- Born: Noreen Margaret Collins 6 September 1925 Hampstead, London, United Kingdom
- Died: 30 March 2017 (aged 91) Hammersmith, London, United Kingdom
- Education: Birmingham University
- Occupations: Barrister; Judge;

= Nina Lowry =

British barrister and judge

Noreen Margaret Lowry (6 September 1925 – 30 March 2017) was a British barrister and judge at the Old Bailey, where she was the first permanent female judge.

== Early life ==
Noreen Margaret Collins was born on 6 September 1925 at 82 Adelaide Road in Hampstead, London. Noreen was the eldest daughter of John Edmund Collins (1895–1971), a paint salesman, and Hilda Grace (1901–1984).

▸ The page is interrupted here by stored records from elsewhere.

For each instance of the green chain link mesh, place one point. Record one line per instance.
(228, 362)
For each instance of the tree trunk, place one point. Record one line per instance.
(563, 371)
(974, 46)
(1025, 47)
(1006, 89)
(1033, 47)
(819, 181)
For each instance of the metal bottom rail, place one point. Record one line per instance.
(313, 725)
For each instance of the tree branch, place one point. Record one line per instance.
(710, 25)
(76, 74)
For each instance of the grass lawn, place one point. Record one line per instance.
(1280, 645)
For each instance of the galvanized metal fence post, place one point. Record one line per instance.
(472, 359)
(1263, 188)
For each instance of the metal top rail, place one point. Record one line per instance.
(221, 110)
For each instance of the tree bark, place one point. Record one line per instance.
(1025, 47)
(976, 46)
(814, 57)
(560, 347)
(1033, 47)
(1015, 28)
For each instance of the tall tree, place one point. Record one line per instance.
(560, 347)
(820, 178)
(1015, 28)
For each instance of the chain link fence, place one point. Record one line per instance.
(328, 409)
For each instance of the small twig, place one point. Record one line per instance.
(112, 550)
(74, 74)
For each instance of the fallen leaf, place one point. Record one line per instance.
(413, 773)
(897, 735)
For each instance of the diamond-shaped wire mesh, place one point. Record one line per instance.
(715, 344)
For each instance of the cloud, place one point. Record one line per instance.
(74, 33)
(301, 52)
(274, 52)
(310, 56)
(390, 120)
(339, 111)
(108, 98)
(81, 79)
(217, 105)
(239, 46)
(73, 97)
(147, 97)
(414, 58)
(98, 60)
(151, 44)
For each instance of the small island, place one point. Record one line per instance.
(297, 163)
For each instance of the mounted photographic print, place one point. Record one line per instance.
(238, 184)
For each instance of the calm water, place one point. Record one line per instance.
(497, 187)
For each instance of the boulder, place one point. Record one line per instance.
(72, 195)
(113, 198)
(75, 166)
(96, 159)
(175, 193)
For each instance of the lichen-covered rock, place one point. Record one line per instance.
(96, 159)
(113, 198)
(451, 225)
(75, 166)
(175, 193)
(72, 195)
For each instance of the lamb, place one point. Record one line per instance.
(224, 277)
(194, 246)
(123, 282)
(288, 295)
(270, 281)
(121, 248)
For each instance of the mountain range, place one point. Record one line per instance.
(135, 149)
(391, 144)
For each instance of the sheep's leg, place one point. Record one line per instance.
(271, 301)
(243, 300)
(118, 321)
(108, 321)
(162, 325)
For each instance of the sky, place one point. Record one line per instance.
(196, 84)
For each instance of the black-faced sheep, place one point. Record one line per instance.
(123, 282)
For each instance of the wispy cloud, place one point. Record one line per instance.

Collins was educated at Bedford High School, a private school for girls aged 7 to 18 in Bedford, England. Collins was awarded a place at Lady Margaret Hall, Oxford, but wartime regulations prevented her from taking up the offer. Collins instead read law at the University of Birmingham.

== Personal life ==
Collins married Edward Lucas Gardner (1912–2001), a barrister and recorder, in 1950. They had a son and also a daughter, the writer Sally Gardner. Noreen's marriage to Gardner was dissolved in 1962. Noreen married Richard John Lowry (1924–2001), a barrister, on 24 April 1963.